IB: It’s about making a movie in a real time. I work with 4 performers, a theater director and a dramaturge; they are creating one scene that hasn’t been scripted yet. They are creating it while, at the same time, the crew and I are filming. Sometimes, we have an audience when filming. It brings up ideas of fiction, nonfiction, and film mechanisms, in order to show film production as a performance. We have very specific roles that performers should follow: there is a leader who wants something, an anti-leader who is there to make it impossible, a soldier who helps the leader, and a navigator who goes in between. So the conflict becomes almost unresolvable and eternal.

KB: And also presents a conflict between fiction and nonfiction.

IB: Yes, there are the performers in real life in addition to the role they have to play. I also used a in a previous iteration references from another iconic movie, Basic Instinct, and Accelerate Manifesto (2013 by Alex Williams and Nick Srnicek), which brings up the idea of what is happening today in society that has been accelerated, and what would happen if this it is taken to its extreme. I also use reference to a historical event: The New York City Riots in 1863. I look at these specific things because of how they deal with the idea of subverting, projecting and reacting against power.

KB: Like The Milgram experiments, about obeying authority or figures in power?

IB: Right, I also researched them to reveal why we act a certain way. As Hannah Arendt would say “Under conditions of tyranny it is far easier to act than to think. ”
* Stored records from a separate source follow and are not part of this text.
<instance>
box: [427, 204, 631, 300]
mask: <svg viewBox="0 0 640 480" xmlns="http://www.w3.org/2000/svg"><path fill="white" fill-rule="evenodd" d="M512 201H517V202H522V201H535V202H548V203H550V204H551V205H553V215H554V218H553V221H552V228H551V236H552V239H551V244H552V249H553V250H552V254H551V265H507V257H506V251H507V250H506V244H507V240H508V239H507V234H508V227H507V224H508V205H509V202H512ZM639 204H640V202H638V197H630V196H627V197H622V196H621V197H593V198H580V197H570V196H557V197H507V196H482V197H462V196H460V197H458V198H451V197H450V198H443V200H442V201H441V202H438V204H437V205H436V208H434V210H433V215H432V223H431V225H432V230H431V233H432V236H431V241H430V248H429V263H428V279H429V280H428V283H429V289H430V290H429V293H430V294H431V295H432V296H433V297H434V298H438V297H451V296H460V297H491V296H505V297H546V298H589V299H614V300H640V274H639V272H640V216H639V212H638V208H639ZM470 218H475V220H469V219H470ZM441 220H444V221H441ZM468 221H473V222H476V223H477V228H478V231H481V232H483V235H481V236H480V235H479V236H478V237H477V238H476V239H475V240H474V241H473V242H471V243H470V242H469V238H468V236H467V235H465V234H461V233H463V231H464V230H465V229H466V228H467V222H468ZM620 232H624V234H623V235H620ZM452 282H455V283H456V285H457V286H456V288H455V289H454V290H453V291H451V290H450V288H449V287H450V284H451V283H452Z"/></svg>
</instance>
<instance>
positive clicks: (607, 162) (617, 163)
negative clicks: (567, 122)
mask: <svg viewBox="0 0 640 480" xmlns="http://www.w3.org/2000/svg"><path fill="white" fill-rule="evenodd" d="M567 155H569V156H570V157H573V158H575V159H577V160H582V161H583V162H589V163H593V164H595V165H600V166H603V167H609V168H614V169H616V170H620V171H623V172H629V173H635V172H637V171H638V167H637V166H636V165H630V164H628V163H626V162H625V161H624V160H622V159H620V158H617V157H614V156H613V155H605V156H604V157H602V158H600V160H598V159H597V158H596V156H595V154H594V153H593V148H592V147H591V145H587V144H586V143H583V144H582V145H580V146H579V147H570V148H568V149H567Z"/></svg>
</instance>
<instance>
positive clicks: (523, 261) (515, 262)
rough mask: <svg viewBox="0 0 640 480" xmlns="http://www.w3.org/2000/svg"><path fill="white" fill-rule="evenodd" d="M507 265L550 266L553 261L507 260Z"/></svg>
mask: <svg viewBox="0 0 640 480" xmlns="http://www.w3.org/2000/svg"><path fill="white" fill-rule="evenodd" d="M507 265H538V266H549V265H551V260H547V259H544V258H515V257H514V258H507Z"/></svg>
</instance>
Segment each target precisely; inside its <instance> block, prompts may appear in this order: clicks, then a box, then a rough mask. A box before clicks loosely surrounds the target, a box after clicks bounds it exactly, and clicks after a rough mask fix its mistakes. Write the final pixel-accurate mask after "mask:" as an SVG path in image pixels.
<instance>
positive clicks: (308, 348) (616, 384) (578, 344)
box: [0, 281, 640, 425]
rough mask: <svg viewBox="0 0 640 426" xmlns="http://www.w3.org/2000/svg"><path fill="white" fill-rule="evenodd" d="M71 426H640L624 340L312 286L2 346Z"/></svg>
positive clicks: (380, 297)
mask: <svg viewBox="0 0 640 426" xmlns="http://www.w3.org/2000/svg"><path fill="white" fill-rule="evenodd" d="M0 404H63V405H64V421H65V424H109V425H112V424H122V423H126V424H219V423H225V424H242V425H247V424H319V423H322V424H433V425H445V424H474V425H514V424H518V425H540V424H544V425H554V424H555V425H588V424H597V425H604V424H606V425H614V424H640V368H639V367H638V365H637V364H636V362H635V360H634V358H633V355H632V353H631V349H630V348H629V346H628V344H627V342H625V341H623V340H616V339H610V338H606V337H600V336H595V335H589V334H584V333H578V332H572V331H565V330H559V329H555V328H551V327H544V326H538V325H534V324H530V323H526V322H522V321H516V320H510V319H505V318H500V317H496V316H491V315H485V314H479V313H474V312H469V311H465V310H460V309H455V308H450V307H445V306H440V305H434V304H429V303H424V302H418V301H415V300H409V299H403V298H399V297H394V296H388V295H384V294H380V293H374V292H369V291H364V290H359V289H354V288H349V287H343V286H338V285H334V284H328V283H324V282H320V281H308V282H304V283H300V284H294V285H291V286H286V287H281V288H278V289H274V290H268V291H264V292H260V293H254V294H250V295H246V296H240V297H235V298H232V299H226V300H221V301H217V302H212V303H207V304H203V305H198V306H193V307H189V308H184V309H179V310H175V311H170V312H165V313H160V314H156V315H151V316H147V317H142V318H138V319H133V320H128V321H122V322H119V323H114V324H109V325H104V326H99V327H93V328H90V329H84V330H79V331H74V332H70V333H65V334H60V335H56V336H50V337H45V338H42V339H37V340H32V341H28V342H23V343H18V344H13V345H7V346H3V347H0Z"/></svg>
KB: You’ve been working on the deconstruction of social codes throughout your artistic career. It’s not easy to destroy the traditional social establishment and roles that are put upon us. Have you yet reached any conclusions about it?

IB: It is difficult to get out of these rules and roles. I do not have any definite answers, but I keep researching. My background is also in psychology; the psychological aspect is always for me almost an excuse just to start working on a project. Exploring a situation within a certain set of parameters, when the outcomes are always different depending on its place or condition, is the starting point for me to address a range of ideas that I’m interested in from identity to desire to space travel.